Cash is no longer king as cards take over
Wednesday 01 January 2003
More than £1.1bn was withdrawn from Barclays cash machines in the run up to Christmas, but cash withdrawals were down 8 per cent on the same period last year, as people turn to spending on credit cards rather than cash.
The figures, taken from transactions made through Barclays and Woolwich's 4,000 ATMs countrywide in December, show the average withdrawal from its machines was £70. This is slightly higher than last year, when the average withdrawal up to 26 December was £68.
The busiest day for ATM withdrawals was 21 December, when nearly £70m was taken from cash machines.
There were even significant amounts of cash withdrawn on Christmas Day, when 81,412 transactions were made, and £5.7m dispensed from Barclays and Woolwich machines. Barclays and Woolwich do not charge any cardholder for making a withdrawal from their machines.
The group's busiest cash machine in the country was Forest Road, in Walthamstow, East London, where £1.25m was dispensed throughout December. Other popular machine sites over the festive period were also in London.

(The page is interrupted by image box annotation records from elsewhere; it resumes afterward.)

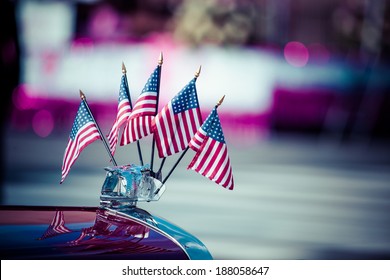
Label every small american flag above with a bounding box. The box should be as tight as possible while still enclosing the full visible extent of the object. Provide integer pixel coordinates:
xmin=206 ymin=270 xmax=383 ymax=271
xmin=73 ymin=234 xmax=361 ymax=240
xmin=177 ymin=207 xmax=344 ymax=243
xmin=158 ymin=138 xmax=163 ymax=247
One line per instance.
xmin=188 ymin=107 xmax=234 ymax=190
xmin=107 ymin=75 xmax=131 ymax=155
xmin=121 ymin=66 xmax=161 ymax=146
xmin=60 ymin=101 xmax=101 ymax=183
xmin=39 ymin=211 xmax=71 ymax=240
xmin=152 ymin=78 xmax=202 ymax=158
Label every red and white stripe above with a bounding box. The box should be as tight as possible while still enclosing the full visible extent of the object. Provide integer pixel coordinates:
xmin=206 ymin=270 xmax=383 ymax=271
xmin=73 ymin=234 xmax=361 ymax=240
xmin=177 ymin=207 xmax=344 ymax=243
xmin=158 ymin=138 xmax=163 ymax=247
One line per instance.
xmin=188 ymin=137 xmax=234 ymax=190
xmin=121 ymin=92 xmax=158 ymax=146
xmin=152 ymin=102 xmax=202 ymax=158
xmin=107 ymin=99 xmax=131 ymax=155
xmin=60 ymin=122 xmax=101 ymax=183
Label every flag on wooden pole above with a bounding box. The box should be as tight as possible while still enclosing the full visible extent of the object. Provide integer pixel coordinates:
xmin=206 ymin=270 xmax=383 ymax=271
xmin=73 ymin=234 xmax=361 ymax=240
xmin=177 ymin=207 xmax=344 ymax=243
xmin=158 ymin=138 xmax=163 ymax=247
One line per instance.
xmin=121 ymin=66 xmax=160 ymax=146
xmin=187 ymin=99 xmax=234 ymax=190
xmin=152 ymin=69 xmax=202 ymax=158
xmin=107 ymin=72 xmax=131 ymax=155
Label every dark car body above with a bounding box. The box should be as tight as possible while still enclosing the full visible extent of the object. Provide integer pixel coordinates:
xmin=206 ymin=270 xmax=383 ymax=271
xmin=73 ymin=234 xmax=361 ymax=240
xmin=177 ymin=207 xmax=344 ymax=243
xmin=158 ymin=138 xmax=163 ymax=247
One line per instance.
xmin=0 ymin=206 xmax=212 ymax=260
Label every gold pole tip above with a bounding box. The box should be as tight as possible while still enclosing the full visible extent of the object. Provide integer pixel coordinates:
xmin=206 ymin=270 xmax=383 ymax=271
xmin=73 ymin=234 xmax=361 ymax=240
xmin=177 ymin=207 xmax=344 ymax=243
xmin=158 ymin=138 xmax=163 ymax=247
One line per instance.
xmin=195 ymin=65 xmax=202 ymax=78
xmin=122 ymin=61 xmax=127 ymax=74
xmin=158 ymin=52 xmax=164 ymax=66
xmin=80 ymin=89 xmax=86 ymax=100
xmin=217 ymin=95 xmax=225 ymax=107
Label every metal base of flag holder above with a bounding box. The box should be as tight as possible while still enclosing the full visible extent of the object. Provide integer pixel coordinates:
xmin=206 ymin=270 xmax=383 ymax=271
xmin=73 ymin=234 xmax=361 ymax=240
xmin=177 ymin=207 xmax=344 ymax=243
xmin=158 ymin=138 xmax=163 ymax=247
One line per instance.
xmin=100 ymin=164 xmax=166 ymax=210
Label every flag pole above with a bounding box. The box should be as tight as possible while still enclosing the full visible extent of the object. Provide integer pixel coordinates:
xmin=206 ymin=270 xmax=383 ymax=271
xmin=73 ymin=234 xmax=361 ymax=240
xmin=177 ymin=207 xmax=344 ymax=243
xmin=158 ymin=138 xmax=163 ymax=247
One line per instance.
xmin=150 ymin=52 xmax=163 ymax=173
xmin=80 ymin=90 xmax=117 ymax=166
xmin=162 ymin=95 xmax=225 ymax=184
xmin=153 ymin=65 xmax=202 ymax=180
xmin=122 ymin=62 xmax=144 ymax=165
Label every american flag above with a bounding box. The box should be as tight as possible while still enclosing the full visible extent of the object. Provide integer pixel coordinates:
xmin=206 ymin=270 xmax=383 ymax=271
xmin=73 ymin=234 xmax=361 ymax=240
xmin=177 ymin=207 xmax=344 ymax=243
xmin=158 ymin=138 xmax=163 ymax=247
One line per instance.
xmin=121 ymin=66 xmax=161 ymax=146
xmin=188 ymin=107 xmax=234 ymax=190
xmin=39 ymin=211 xmax=71 ymax=240
xmin=152 ymin=78 xmax=202 ymax=158
xmin=60 ymin=101 xmax=101 ymax=183
xmin=107 ymin=75 xmax=131 ymax=155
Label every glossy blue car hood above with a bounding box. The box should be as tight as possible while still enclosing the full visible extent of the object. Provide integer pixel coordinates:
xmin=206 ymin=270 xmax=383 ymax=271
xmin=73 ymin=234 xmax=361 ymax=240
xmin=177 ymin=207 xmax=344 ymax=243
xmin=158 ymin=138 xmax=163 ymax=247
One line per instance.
xmin=0 ymin=206 xmax=211 ymax=260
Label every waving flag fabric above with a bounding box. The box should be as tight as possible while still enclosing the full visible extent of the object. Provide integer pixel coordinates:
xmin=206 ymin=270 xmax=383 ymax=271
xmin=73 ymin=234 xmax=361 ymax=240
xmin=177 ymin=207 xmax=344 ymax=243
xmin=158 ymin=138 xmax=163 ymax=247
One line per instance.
xmin=39 ymin=211 xmax=71 ymax=240
xmin=107 ymin=75 xmax=131 ymax=155
xmin=121 ymin=66 xmax=161 ymax=146
xmin=188 ymin=107 xmax=234 ymax=190
xmin=152 ymin=78 xmax=202 ymax=158
xmin=60 ymin=101 xmax=101 ymax=183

The top five Barclays cash machines from 1 December to 26 December were: Forest Road, Upton Park with £1.19m, Notting Hill also with £1.19m, Alperton, near Wembley, with £1.18m and West Kensington with £1.12m.

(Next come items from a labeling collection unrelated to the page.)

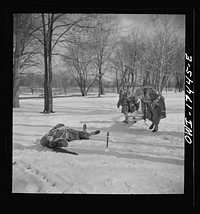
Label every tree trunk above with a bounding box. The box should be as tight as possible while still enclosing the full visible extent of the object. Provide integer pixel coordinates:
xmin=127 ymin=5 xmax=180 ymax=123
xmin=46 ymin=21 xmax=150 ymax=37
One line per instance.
xmin=13 ymin=77 xmax=20 ymax=108
xmin=13 ymin=57 xmax=20 ymax=108
xmin=42 ymin=14 xmax=53 ymax=113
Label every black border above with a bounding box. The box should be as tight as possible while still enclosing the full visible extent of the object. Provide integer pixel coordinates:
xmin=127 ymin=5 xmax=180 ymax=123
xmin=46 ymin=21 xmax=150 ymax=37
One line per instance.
xmin=4 ymin=5 xmax=195 ymax=209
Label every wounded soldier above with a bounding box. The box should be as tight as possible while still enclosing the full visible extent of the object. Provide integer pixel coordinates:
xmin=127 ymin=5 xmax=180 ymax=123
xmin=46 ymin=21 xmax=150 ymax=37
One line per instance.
xmin=40 ymin=124 xmax=100 ymax=148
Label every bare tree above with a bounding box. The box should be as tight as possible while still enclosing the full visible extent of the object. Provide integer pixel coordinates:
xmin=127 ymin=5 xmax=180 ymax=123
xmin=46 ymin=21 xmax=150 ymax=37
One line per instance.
xmin=33 ymin=13 xmax=98 ymax=113
xmin=63 ymin=35 xmax=97 ymax=96
xmin=13 ymin=14 xmax=40 ymax=108
xmin=90 ymin=14 xmax=118 ymax=97
xmin=140 ymin=15 xmax=184 ymax=92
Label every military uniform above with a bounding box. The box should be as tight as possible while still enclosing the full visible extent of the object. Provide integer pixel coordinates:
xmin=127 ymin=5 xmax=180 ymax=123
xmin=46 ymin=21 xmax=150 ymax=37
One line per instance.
xmin=117 ymin=92 xmax=140 ymax=122
xmin=40 ymin=124 xmax=100 ymax=148
xmin=142 ymin=88 xmax=166 ymax=132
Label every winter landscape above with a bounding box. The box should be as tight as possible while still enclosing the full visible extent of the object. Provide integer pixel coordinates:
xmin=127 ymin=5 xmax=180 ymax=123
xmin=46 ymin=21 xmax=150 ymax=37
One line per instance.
xmin=12 ymin=91 xmax=184 ymax=194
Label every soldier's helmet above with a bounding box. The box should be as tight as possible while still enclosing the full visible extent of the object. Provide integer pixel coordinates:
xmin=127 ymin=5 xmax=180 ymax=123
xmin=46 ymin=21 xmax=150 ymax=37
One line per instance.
xmin=40 ymin=137 xmax=49 ymax=146
xmin=135 ymin=88 xmax=144 ymax=96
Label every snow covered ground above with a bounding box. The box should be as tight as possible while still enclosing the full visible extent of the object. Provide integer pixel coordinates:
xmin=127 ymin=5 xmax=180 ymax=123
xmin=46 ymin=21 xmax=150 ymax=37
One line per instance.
xmin=12 ymin=92 xmax=184 ymax=194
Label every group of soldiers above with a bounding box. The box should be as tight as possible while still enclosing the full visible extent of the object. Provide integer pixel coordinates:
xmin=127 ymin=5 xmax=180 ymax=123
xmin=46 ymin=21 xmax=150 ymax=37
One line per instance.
xmin=117 ymin=86 xmax=166 ymax=132
xmin=40 ymin=87 xmax=166 ymax=148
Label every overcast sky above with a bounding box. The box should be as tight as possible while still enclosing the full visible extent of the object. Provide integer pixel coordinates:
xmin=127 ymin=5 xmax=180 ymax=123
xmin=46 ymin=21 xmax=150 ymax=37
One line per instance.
xmin=119 ymin=14 xmax=149 ymax=35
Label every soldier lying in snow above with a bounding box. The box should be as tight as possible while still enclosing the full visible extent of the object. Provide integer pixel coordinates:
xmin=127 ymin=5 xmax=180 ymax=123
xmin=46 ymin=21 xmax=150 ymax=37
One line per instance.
xmin=40 ymin=124 xmax=100 ymax=148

While consumer cash spending may have slowed this Christmas, credit cards use in December has increased. Many credit companies were expecting a bumper spend this Christmas as people take advantage of cheap borrowing rates, with the internet bank Egg predicting £7bn will be spent on credit cards in December. Figures released yesterday from Barclaycard show spending increased by 7 per cent in the week leading up to Christmas compared to this time last year.
Meanwhile, the Consumers' Association yesterday put Barclays and its high street rivals, HSBC, Royal Bank of Scotland and Lloyds TSB, in the firing line for offering customers paltry interest rates on current accounts, which can be as low as 0.1 per cent.